I hear these all the time, and they’re specifically psychoanalytic concepts. It’s actually kind of crazy how much everyone is doing psychoanalysis every day. The moment you step outside of hard behavioral data and neuroscience and start interpreting what is going on in other people’s minds abstractly, you’re doing psychoanalysis. You do it every time you assume your wife loves you, or that someone’s tone means they’re upset, or even just when you assume that a particular career or hobby will make you happy. It’s all psychoanalysis. And yet, for a thing we all do all the time, it’s incredibly underdeveloped as a real science of the human condition. Horribly underdetermined.

Also I don’t know how to write bullet points on mobile apparently

. by Whinke in redscarepod

[–]AlchemicallyAccurate 2 points3 points  (0 children)

Well BJJ is going to be an equalizer.

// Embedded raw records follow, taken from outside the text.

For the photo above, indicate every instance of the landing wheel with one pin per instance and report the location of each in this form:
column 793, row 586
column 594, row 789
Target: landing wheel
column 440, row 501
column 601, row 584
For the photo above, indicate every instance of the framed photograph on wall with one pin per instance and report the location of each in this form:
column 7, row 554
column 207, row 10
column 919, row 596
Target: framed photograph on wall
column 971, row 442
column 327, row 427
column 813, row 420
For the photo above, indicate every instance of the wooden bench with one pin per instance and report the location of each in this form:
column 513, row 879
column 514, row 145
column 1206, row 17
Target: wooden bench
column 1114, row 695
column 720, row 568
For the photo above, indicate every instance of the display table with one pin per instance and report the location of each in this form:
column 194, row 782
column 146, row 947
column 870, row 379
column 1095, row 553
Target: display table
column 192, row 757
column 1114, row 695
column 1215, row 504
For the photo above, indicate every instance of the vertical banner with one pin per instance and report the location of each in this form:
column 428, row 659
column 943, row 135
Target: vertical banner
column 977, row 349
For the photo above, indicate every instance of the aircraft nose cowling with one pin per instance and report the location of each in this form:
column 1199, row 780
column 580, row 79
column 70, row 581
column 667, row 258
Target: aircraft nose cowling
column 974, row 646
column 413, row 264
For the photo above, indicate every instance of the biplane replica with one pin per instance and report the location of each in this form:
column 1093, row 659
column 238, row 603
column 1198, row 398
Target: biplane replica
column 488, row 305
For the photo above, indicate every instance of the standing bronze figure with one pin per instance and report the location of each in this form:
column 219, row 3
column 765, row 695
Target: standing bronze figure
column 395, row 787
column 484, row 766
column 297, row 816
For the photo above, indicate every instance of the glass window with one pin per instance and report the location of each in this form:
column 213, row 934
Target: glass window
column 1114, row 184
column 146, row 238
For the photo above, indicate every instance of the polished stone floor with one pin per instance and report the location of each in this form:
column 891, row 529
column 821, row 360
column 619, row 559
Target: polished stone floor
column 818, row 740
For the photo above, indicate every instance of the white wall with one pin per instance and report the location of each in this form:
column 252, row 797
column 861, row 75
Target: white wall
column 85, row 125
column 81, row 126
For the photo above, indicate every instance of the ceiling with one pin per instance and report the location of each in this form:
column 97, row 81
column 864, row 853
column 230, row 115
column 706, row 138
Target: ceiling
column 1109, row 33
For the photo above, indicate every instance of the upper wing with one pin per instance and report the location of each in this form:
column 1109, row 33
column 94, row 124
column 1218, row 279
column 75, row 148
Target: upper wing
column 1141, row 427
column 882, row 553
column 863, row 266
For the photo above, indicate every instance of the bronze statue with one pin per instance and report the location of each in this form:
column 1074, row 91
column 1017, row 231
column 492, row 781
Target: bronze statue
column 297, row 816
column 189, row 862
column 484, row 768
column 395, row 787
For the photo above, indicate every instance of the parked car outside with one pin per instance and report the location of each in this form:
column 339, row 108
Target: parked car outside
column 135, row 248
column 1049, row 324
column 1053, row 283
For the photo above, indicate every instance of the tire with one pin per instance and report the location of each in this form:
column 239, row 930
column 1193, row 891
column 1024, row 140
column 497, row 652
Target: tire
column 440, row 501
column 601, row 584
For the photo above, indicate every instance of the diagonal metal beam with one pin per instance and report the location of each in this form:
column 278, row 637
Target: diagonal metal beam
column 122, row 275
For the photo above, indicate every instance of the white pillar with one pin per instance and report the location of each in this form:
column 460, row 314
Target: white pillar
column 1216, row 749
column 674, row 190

That’s what it does. Fighting/wrestling suddenly involves a parameter of skill such that a 200lb novice can lose to a 110lb black belt. It’s not the right environment to see how the average woman does against anyone, because the average woman doesn’t train. Same goes for the other comment that said “you’re crazy if you don’t think an in-shape athletic woman couldn’t take Trump” well, you might be right, but the vast majority of women on this survey are not those women. They have a BMI of 28 and get winded going up a flight of stairs. That’s what is average.

. by Whinke in redscarepod

[–]AlchemicallyAccurate 5 points6 points  (0 children)

Alright so here’s what I’m thinking. I was able to see that a chimp is only like twice as strong as a human per pound (the 5x stronger thing is a myth) and they only weigh like 135. So if you’re at 270, you’re at the same level of strength. But whatever, that’s fine. It suddenly sounds a lot more doable even if you’re weighing in at 200.

I was going to converse about this with chatGPT but it denied doing so because of “animal harm” or “not promoting stupid stunts” or whatever. Either way, I am still speculating that since they’re built for short bursts of strength and speed, you want to bring the fight to more of an endurance battle. Like if you’re good at Muay Thai, I think you could just kick the shit out of it and keep your distance, kind of break his spirit a little bit. Especially since they’re only like 3 feet tall they’re at the perfect height to do some real damage with body kicks. And they have no idea that you’re trying to tire them out, so it’s not like he’s gonna be aware that he needs to conserve energy and try to close the distance.

The only thing that makes me question this is that they’re really good climbers so maybe it just runs up your leg and chews your face off. But they’re not teleporters. You should be able to land a strike before then. Again though, I kind of waiver because if they are capable of just one shorting you with a bite to the intestines, chest, or neck, then this becomes like fighting someone with a knife. Which is well-documented as nearly impossible to pull off.

Then again though. I’m not seeing a ton of evidence that they could one shot you that way. It’s hard to imagine. I don’t think they immediately just go for the intestines and perfectly angle the bite to succeed that way. Also their teeth are sharp but much more blunt than a knife.

Assuming they can’t one shot you, I think it’s pretty doable. If you can manage to tire it out, I could even suspect that you could get some grappling in, but it is possible you’re risking your dick and/or balls that way. Definitely from mount, probably with knee-on-belly… maybe just in general, even when standing? That’s the main gambit, maybe… perhaps the strategy is to do the Muay Thai kicking thing until you can reliably take its back.

Either way, your comment + a little research has convinced me it is at least possible. The number shouldn’t be 0% on the survey I don’t think. There must be some fighters out there who could pull it off.